Before driving to Farmville, Virginia to ride the eastern half of the High Bridge rail trail the next morning, I made a brief detour to visit the Appomattox Court House National Historic Park, where Confederate General Robert E. Lee surrendered the remnants of his tattered and depleted Army of Northern Virginia to Union General Ulysses S. Grant, on April 9, 1865.

I’ll tell you more about some of the events that preceded that surrender in the next 2 or 3 lines.

It was a brisk 39 degrees in Appomattox that morning:


Lee’s surrender didn’t end the Civil War – several large Confederate armies remained in the field – but the handwriting was on the wall for the Confederacy after Lee threw in the towel.  By June, the remaining Confederate commanders had given up, and the Civil War was officially over. 

Lee signed the surrender documents in the parlor of a house belonging to Wilmer McLean, who had moved to Appomattox from Manassas, Virginia, to get away from the war.  (McLean’s farmhouse in Manassas had come under artillery fire during the First Battle of Bull Run in 1861.)

The parlor of the restored McLean House
After the ceremony, Union generals Edward Ord and Philip Sheridan handed McLean some gold coins and helped themselves to the parlor furniture, some of which ended up in the Smithsonian Institution’s collection.  

A Union captain picked up a small rag doll belonging to McLean’s seven-year-old daughter and took it home as a souvenir.  Eventually the doll was returned to Appomattox and placed on display in the park’s museum.

Lee surrenders to Grant
McLean was unable to afford to make his mortgage payments, and sold the house in 1867.  It was later sold to an entrepreneur who planned to take it apart and then reassemble it in Washington as part of a planned Civil War museum.  But he ran out of money after he dismantled the house, and the piles of bricks and other building components just sat in the yard until the National Park Service took possession and rebuilt the McLean house many years later. 

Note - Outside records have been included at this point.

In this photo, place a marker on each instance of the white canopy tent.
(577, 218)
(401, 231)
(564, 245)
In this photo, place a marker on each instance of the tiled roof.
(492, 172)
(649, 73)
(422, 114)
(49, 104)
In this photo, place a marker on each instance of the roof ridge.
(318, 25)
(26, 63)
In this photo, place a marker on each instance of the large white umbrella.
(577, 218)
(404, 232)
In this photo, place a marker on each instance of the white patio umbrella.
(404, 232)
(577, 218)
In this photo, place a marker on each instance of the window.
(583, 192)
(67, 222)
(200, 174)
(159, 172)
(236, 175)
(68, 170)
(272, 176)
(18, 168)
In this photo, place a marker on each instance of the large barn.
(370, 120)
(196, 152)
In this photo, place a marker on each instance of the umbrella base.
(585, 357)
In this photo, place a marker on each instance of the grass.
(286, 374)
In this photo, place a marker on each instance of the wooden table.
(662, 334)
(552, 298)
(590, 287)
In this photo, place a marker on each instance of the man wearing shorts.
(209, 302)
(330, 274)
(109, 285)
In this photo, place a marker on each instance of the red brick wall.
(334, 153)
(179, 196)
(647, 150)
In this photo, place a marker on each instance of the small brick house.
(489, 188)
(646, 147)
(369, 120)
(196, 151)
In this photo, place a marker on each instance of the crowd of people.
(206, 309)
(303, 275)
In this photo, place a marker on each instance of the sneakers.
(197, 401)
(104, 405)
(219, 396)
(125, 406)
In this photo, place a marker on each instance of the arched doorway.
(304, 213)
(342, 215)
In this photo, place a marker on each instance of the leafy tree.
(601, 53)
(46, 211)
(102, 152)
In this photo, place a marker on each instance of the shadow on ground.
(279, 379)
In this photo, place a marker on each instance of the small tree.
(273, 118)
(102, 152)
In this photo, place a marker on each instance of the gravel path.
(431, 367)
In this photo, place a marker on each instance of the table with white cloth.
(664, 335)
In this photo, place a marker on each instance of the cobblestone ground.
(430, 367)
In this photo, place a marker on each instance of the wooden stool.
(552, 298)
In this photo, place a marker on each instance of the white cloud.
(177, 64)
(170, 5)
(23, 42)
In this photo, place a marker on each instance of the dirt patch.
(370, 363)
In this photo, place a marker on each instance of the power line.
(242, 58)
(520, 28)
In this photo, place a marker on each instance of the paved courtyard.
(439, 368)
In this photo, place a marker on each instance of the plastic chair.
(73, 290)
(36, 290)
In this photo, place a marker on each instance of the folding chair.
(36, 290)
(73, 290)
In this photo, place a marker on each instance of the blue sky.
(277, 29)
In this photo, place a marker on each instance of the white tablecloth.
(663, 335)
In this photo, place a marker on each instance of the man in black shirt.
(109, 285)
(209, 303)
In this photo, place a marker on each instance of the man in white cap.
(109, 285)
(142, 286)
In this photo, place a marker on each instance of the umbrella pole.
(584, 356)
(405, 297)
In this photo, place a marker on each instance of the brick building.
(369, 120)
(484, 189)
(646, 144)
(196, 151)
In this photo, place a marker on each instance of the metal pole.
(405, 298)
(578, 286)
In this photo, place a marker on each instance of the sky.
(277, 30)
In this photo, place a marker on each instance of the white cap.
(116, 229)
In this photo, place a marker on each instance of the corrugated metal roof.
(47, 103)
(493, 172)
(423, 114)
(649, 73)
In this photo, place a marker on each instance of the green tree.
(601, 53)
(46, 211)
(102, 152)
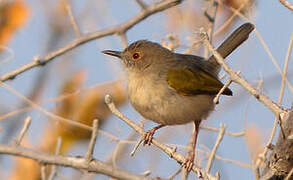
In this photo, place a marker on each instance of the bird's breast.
(155, 100)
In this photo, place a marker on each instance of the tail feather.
(233, 41)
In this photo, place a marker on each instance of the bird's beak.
(113, 53)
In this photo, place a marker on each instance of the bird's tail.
(233, 41)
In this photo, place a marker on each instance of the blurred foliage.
(80, 106)
(13, 15)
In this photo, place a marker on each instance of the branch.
(275, 108)
(213, 153)
(123, 27)
(280, 161)
(73, 162)
(168, 150)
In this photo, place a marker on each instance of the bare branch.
(89, 154)
(136, 146)
(213, 153)
(26, 125)
(123, 27)
(73, 20)
(211, 16)
(73, 162)
(276, 109)
(53, 170)
(141, 4)
(168, 150)
(234, 134)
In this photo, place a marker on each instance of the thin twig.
(54, 168)
(228, 82)
(73, 20)
(136, 146)
(211, 16)
(184, 172)
(228, 21)
(124, 39)
(79, 163)
(175, 174)
(90, 151)
(234, 134)
(273, 59)
(26, 125)
(168, 150)
(262, 156)
(276, 109)
(216, 99)
(123, 27)
(286, 4)
(141, 4)
(213, 153)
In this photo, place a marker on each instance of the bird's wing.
(189, 82)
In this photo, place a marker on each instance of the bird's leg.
(189, 161)
(148, 136)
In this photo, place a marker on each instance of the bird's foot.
(189, 162)
(148, 137)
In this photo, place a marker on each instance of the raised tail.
(233, 41)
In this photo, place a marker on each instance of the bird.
(170, 88)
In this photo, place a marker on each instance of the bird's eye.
(135, 56)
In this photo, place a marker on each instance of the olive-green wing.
(187, 82)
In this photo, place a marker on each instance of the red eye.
(135, 56)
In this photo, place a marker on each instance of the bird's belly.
(163, 105)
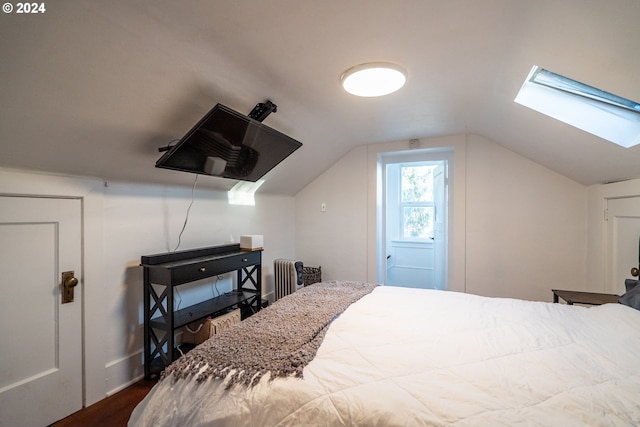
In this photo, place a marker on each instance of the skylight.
(593, 110)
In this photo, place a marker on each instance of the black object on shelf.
(163, 272)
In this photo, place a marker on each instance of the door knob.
(69, 281)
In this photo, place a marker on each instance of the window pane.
(417, 183)
(417, 222)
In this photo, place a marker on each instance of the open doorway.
(414, 214)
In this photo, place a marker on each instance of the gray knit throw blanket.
(282, 338)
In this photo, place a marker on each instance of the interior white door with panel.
(623, 235)
(41, 363)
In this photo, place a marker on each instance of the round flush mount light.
(373, 79)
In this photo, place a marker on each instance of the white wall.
(122, 222)
(526, 226)
(335, 239)
(519, 229)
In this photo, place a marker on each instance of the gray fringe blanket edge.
(281, 339)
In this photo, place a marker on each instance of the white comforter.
(409, 357)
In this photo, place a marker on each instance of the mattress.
(405, 357)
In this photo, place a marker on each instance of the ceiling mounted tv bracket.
(262, 110)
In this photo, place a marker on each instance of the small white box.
(251, 242)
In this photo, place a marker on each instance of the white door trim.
(15, 182)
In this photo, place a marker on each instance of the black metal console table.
(163, 272)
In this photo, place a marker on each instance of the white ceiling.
(93, 88)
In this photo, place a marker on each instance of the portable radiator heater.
(288, 277)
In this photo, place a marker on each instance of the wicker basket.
(311, 275)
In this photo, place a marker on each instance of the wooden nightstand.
(578, 297)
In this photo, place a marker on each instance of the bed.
(410, 357)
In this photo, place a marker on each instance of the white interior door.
(41, 363)
(623, 233)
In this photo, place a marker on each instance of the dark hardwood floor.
(114, 411)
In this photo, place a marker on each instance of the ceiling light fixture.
(373, 79)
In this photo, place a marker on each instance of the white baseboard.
(123, 372)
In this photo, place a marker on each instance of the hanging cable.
(186, 219)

A park ranger and tour group in
front of the McLean House
I’ll tell you about my second day’s ride on the High Bridge rail trail – the highlight of which was the famous High Bridge itself – in the next 2 or 3 lines.

*     *     *     *     *

“The Night They Drove Old Dixie Down” – a first-person lament about the defeat of the Confederacy sung by a poor white Southerner – was released by the Band on its eponymous second album in 1969.

The song was written by Robbie Robertson, one of the Band’s four Canadian members, although Arkansas native Levon Helm later said he helped Robertson with the historical research he did prior to writing the song’s lyrics.


Richmond, the capital of the Confederacy, actually fell to Union forces in early April 1865.  If the narrator was using Richmond as a metonym for the Confederacy rather than referring literally to the city itself, May 10th was as good a day as any to pick as representing the fall of the Confederacy because that was the day that Confederate President Jefferson Davis – who had met with his cabinet and dissolved the Confederate government a few days earlier – was captured by Union soldiers.